Design Wizz's -Banana Splits - Should I split our database?
We have a large database for our main product which collects location data from about 10,000 devices (Device Type 1). The database also contains the device configuration and firmware data, which is used to manage the devices. We have one large customer who generates most of our business and who is responsible for 90% of the data. The current location and journey tables in the database count 100 million records. We are currently inserting records into a single database at 10 locations records per second.
This year we are to launch a new type of device (Device Type 2) which uses a different front end application and will be used by a number of different customers across Europe and the US.
There is a bit of divide in the office as whether or not we should split the database into composite parts:
Database 1) Device Manager - a central repository of all devices
Database 2) Device Type 1 data
Database 3) Device Type 2 data
Database 1) Keep all the data for both device types in the same database.
Like I mentioned the device types do share commonality, the all have a device record, they send locations, they have firmware, they have contacts and customers.

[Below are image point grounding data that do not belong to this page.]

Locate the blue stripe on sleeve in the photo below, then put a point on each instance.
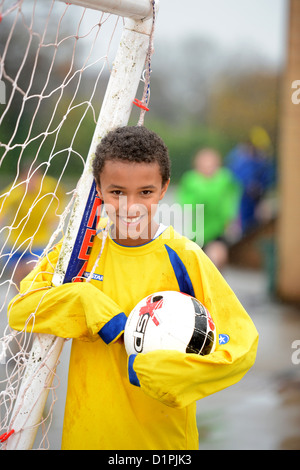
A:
(182, 276)
(113, 328)
(133, 379)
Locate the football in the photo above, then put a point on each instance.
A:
(170, 320)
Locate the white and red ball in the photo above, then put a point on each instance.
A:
(170, 320)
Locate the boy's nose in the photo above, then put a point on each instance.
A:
(128, 206)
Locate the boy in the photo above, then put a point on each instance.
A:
(146, 401)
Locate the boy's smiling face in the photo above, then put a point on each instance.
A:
(131, 192)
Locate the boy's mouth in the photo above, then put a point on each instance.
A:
(131, 220)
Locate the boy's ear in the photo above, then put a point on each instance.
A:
(99, 191)
(164, 189)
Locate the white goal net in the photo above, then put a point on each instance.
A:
(56, 60)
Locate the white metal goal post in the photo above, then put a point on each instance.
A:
(116, 109)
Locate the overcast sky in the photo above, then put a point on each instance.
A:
(256, 24)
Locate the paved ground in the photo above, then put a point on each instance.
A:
(262, 411)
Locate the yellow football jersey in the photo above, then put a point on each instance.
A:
(146, 401)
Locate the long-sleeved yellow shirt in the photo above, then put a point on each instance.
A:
(146, 401)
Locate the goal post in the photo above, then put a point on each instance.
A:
(135, 9)
(116, 108)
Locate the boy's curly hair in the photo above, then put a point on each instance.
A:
(132, 144)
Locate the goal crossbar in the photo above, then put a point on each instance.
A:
(127, 8)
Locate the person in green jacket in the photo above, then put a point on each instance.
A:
(212, 186)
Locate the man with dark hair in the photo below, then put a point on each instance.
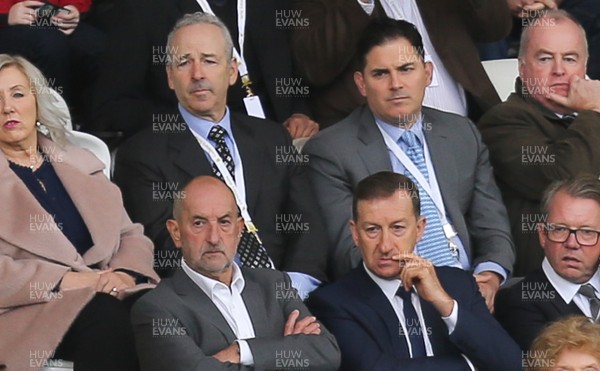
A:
(244, 151)
(442, 152)
(396, 311)
(214, 315)
(549, 129)
(568, 281)
(325, 52)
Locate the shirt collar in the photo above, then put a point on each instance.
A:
(389, 287)
(520, 90)
(201, 126)
(209, 285)
(395, 132)
(566, 289)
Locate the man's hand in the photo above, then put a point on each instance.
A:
(583, 95)
(67, 21)
(113, 283)
(301, 126)
(230, 354)
(78, 280)
(420, 273)
(23, 13)
(307, 325)
(489, 283)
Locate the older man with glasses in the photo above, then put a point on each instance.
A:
(568, 281)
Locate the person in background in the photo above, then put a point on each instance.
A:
(547, 130)
(55, 37)
(572, 344)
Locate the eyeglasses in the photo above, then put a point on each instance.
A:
(560, 233)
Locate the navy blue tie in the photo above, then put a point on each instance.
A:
(433, 245)
(413, 325)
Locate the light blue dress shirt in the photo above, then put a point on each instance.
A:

My colleague is worried that if we keep the data in one database and something goes wrong both products go down. His argument is that if they are split into several database new versions of the database can be deployed without affecting the other.

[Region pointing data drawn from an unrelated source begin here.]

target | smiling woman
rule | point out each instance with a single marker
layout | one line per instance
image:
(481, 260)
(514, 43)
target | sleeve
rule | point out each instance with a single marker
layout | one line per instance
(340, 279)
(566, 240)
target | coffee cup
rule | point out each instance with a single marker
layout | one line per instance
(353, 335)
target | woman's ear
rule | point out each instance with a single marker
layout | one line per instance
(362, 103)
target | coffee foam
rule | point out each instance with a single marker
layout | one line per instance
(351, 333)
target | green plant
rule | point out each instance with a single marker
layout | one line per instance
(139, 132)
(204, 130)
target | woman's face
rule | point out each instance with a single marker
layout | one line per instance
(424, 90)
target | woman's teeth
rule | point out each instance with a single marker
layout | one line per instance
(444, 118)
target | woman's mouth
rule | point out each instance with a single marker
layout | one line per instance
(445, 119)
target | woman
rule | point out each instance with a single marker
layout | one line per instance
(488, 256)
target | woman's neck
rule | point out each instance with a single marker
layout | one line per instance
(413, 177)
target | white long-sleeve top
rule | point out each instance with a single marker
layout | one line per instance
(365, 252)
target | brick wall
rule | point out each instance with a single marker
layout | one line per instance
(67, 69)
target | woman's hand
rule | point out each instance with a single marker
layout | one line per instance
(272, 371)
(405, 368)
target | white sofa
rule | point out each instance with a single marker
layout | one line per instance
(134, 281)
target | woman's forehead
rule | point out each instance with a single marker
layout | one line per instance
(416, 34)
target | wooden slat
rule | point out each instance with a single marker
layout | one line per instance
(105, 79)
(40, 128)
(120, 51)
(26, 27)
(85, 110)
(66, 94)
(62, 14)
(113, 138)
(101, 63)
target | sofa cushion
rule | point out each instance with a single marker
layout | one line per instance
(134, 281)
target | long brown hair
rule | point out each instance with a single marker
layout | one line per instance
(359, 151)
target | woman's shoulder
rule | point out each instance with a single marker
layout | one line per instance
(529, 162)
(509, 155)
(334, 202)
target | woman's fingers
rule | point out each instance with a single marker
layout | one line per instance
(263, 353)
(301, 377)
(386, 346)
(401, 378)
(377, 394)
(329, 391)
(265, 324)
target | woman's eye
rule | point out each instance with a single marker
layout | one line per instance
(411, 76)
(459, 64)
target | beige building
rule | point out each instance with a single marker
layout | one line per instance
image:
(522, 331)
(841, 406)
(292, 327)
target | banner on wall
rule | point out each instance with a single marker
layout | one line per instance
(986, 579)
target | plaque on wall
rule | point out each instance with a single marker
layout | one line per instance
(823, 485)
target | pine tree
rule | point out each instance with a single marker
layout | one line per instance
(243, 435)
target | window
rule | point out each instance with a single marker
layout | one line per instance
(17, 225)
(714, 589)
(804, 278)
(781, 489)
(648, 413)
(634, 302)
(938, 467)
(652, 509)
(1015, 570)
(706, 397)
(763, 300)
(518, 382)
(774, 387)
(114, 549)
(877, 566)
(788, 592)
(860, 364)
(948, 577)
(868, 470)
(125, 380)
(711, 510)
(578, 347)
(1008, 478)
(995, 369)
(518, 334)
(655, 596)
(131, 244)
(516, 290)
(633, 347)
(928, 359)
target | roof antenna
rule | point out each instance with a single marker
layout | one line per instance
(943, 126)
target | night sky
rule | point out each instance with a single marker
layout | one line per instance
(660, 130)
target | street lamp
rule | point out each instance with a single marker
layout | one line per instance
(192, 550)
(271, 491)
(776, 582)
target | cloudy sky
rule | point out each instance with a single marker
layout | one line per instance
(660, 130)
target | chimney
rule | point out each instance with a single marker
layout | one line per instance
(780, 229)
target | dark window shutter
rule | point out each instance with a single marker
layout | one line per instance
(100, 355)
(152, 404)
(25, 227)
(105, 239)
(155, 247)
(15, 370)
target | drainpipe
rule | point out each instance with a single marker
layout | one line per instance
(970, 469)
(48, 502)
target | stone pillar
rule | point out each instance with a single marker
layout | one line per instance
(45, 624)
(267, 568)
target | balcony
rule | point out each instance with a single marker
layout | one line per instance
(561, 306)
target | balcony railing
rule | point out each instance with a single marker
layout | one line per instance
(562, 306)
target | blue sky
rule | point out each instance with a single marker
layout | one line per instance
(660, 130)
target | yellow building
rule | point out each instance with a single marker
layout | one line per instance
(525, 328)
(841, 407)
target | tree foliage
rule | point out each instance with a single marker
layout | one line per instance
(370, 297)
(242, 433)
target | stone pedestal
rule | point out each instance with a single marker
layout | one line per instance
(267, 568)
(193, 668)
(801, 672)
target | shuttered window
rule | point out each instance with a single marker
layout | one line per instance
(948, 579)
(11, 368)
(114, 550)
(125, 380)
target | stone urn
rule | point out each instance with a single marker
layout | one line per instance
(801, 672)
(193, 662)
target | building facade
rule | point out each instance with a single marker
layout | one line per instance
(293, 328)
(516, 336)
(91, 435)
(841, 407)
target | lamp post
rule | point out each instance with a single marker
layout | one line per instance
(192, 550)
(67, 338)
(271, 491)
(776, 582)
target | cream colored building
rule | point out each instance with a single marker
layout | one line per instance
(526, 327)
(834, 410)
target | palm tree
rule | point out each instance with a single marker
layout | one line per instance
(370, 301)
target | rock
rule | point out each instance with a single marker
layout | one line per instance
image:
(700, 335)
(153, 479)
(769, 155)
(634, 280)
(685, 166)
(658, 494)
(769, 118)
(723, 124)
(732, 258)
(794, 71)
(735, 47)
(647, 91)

Personally, I like having them in one database as the maintainance is managable and because the device share commonality in terms of data.
Does anyone have a view or experience of this type of design problem? That is, what are the design rules for when to create a new database? If you want to know anymore details I'm more than happy to elaborate. I've searched the interweb for design guidance on this problem but I've not seen any concrete views on this type of problem.

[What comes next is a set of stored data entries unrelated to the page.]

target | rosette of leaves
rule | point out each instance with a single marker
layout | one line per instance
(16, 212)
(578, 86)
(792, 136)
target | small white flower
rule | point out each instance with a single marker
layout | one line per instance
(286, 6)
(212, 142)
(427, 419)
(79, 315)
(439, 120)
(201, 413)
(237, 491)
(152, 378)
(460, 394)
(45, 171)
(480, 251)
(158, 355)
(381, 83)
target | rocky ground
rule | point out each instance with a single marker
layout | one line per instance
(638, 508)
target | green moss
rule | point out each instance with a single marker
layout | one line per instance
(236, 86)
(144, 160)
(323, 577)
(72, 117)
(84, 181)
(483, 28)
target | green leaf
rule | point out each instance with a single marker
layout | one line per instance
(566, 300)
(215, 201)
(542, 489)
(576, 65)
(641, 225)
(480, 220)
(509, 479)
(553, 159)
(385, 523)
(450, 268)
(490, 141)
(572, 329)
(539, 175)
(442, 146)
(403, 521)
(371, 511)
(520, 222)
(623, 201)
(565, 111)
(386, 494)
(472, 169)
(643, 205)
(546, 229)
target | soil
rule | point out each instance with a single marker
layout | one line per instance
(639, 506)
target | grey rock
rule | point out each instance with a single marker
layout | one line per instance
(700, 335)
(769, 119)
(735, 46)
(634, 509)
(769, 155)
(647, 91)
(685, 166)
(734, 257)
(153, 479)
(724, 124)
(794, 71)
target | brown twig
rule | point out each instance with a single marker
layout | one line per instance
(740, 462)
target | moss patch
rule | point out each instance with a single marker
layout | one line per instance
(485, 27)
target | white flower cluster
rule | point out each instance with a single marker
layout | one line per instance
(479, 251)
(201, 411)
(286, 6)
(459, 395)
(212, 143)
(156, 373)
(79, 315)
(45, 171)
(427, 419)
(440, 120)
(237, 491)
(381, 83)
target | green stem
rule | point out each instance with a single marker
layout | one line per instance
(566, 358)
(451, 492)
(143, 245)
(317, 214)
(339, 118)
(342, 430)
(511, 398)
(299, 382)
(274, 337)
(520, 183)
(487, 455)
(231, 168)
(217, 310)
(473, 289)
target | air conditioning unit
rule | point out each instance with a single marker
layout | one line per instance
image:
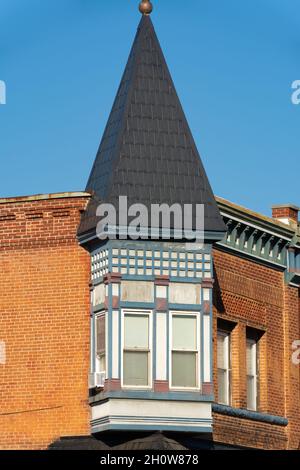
(97, 379)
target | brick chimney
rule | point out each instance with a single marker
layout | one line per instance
(286, 213)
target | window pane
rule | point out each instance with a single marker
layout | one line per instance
(135, 368)
(251, 398)
(222, 387)
(184, 369)
(136, 333)
(222, 354)
(251, 357)
(100, 326)
(184, 332)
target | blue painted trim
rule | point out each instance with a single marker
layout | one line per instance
(150, 395)
(168, 342)
(109, 322)
(251, 256)
(99, 308)
(201, 349)
(141, 427)
(154, 358)
(247, 414)
(120, 341)
(164, 419)
(186, 307)
(93, 344)
(137, 305)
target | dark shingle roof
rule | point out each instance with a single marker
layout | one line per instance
(119, 441)
(147, 152)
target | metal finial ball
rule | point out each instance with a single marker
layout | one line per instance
(146, 7)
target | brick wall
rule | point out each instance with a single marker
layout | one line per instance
(251, 295)
(44, 322)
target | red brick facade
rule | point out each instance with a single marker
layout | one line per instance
(44, 322)
(251, 295)
(45, 326)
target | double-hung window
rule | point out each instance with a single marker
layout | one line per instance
(100, 344)
(252, 374)
(224, 368)
(137, 350)
(185, 351)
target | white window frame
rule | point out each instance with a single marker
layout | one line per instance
(227, 346)
(97, 360)
(254, 359)
(198, 350)
(137, 312)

Your question is really about availability - how to ensure the desired up-time of your database system. The answer will depend on what software, hardware and process you have as part of your availability planning. Avoiding a single point of failure is a good strategy but that doesn't mean you need more than one database because there are systems that will allow any database to failover to a mirror copy or to a standby server.
By itself, just partitioning the problem into two is not much of an high availability strategy at all.
Thanks for the responses pootle flump and dportas.
I suppose the question is in part about availabilty. Taking the design part of the question further when is it prudent to create a new database? I mean, what drives the decision in your experience to create a new database? Does it all boil down to the data, if the applications share any data commonality or entities data should be stored in one large database?
There's probably no hard and fast rule, just looking for your opinions.
The gist is that a single data model should typically map to a single database (if you maintain multiple identical copies of a database for availability purposes, this is considered a single database). Anytime you are considering N databases of the same structure containing different data, it is time to stop and think about what you are about to do.
Have a google, and look in this forum, at sub types and super types for modelling entities that share characteristics.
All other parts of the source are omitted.